An innovative way of measuring biases in generative models (counterfactual evaluation), and more specifically gender bias, consists in swapping the gender of the words and to observe the change of accuracy in the predictions. If the modified accuracy and the original accuracy are different it highlights the presence of biases in the model as an unbiased generative model should be as accurate independently of the gender of the inputs. The main caveat of this measure is that it only captures gender bias and has thus to be completed by other measure to fully evaluate bias sources. On a similar idea, one can use the Bilingual Evaluation Understudy (a classical translation measure) to compare the similarity between the output resulting from the gender swapped input and the original one.

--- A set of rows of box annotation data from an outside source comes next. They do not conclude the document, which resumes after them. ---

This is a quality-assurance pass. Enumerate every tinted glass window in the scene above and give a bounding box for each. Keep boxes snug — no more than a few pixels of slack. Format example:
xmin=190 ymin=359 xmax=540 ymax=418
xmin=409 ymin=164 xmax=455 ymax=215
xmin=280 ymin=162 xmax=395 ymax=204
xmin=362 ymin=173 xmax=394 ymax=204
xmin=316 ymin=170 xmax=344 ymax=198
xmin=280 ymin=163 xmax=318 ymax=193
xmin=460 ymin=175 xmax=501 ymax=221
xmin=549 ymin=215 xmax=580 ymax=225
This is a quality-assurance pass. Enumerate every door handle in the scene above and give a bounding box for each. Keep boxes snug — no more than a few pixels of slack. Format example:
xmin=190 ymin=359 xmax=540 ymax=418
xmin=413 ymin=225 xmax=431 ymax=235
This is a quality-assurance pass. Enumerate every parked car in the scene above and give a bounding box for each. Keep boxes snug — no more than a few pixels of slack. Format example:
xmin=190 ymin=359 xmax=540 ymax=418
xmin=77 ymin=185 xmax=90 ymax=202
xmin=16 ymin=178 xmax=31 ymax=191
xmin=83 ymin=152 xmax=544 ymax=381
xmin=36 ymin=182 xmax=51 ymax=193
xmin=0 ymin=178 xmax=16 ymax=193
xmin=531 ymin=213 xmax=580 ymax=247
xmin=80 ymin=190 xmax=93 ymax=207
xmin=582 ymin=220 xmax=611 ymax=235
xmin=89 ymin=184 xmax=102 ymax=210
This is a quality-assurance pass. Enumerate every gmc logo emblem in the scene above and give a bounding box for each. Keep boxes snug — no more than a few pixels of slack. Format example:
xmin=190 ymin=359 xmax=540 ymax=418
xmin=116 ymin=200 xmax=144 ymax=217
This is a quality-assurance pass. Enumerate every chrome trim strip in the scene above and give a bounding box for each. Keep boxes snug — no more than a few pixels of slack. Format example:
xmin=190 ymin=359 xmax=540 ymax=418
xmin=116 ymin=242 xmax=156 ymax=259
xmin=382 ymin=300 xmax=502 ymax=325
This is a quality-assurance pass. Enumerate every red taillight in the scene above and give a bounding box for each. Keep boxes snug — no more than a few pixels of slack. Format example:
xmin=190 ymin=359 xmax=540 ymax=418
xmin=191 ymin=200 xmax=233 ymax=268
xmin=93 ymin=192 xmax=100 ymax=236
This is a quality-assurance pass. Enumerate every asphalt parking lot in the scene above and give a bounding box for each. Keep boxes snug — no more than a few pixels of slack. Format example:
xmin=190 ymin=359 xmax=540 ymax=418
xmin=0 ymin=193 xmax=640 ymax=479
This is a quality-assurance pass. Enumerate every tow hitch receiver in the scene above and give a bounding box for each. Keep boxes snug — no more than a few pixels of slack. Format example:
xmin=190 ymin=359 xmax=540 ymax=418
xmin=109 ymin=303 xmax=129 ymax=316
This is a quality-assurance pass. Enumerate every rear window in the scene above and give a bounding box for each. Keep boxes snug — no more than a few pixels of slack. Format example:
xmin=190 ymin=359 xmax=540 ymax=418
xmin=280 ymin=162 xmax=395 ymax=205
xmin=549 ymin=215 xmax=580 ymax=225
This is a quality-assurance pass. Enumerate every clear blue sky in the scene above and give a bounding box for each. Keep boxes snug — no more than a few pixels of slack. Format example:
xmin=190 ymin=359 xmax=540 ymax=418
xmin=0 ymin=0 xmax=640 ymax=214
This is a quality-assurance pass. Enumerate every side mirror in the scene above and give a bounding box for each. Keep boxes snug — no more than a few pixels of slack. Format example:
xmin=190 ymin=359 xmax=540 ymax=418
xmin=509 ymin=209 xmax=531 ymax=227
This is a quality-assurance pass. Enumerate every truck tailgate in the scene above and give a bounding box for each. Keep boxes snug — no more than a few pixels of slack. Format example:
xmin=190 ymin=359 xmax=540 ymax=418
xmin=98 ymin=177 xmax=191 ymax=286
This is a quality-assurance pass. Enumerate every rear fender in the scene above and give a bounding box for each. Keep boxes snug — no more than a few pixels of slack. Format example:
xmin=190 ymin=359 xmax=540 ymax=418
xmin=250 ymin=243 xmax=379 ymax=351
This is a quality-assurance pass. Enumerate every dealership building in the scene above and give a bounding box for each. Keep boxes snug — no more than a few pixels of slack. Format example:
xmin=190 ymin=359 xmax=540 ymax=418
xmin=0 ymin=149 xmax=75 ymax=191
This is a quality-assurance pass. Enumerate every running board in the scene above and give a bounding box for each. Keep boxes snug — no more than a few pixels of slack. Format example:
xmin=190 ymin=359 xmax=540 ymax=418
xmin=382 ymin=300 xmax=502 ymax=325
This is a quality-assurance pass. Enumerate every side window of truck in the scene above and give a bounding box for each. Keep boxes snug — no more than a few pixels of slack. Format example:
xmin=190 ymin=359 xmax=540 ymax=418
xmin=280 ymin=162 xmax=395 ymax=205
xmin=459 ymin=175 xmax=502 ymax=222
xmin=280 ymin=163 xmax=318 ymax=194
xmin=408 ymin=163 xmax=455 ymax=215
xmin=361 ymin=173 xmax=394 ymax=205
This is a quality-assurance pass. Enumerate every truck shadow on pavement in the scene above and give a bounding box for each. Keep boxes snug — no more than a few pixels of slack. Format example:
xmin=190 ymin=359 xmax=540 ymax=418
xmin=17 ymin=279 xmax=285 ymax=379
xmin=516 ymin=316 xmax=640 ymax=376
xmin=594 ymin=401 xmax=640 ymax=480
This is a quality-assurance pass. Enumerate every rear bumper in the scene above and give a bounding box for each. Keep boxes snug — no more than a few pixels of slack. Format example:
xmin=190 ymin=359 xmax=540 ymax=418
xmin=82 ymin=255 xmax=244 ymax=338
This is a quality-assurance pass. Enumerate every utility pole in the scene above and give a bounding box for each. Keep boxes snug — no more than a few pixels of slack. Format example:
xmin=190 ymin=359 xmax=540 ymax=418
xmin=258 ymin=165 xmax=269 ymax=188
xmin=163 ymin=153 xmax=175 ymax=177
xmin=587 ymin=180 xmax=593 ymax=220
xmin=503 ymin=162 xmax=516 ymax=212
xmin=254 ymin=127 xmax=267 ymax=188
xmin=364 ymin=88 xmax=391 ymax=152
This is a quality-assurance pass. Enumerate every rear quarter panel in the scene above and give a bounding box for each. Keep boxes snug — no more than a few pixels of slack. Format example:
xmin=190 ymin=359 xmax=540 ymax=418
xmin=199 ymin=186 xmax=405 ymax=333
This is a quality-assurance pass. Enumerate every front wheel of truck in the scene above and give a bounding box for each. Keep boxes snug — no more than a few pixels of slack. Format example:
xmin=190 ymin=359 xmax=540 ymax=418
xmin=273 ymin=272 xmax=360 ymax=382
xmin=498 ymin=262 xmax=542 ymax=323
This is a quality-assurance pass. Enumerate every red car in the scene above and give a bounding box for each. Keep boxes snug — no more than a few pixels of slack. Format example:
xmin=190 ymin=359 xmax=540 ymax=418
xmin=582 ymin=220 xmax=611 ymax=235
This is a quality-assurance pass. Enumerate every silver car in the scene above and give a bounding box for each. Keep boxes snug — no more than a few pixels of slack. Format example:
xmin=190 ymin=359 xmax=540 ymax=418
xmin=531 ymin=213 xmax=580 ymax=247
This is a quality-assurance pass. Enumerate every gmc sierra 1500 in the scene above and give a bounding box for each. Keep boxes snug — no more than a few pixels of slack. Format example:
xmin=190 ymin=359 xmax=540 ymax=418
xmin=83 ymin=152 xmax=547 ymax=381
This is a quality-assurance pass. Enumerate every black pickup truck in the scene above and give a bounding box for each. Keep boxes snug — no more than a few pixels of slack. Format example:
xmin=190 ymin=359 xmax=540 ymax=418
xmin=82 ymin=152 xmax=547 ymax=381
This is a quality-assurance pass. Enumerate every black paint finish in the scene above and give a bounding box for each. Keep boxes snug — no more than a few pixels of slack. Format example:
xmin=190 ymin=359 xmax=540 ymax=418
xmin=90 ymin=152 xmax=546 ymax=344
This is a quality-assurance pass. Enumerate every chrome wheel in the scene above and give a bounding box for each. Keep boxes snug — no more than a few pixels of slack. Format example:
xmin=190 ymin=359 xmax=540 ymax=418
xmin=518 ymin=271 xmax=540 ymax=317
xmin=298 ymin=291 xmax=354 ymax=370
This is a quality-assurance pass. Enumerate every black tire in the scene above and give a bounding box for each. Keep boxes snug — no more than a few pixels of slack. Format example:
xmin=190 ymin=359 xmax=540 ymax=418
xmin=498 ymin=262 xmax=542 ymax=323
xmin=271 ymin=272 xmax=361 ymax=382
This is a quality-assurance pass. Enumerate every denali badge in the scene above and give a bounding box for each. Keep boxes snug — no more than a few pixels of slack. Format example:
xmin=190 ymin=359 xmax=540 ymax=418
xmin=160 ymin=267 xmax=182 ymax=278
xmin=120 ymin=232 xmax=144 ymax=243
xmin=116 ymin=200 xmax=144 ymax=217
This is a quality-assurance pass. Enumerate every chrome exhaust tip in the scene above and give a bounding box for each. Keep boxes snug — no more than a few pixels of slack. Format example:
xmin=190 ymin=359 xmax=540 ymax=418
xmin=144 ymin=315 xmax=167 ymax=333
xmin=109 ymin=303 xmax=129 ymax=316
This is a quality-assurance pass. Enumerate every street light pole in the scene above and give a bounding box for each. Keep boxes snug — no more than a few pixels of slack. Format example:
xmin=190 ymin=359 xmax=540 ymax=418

Current generative models are based on transformer models that used a feature called attention to predict the output based on the output. Studies have investigated the relationship between gender and roles using the attention score directly from the model (https://arxiv.org/abs/2110.15733). This allows to compare different part of the model between each other to detect which module contributes more to bias. If it has been shown with this measure that generative models introduce a gender bias on the Wikipedia dataset, one caveat of this measure is that attention values don’t represent direct effect and similarity between concepts and require an in depth analysis to draw any conclusions.
How to overcome biases in generative models?
Various techniques have been developed by researchers to provide less biased generative systems. Most of the time these technics consist in additional steps in the modeling, such as setting a control variable that will fix the gender based on previous information or adding another model to provide contextual information. However, all these steps don’t necessarily addresses the use of inherently biased datasets. In addition, most of the generative models are based on English training data, drastically limiting the cultural and societal diversity of these models.
Fully overcoming biases in generative models would require the establishment of a formal framework and benchmarks to test and evaluate models across multiple languages. This would allow the detection of bias that is present in nuanced ways in diverse AI models.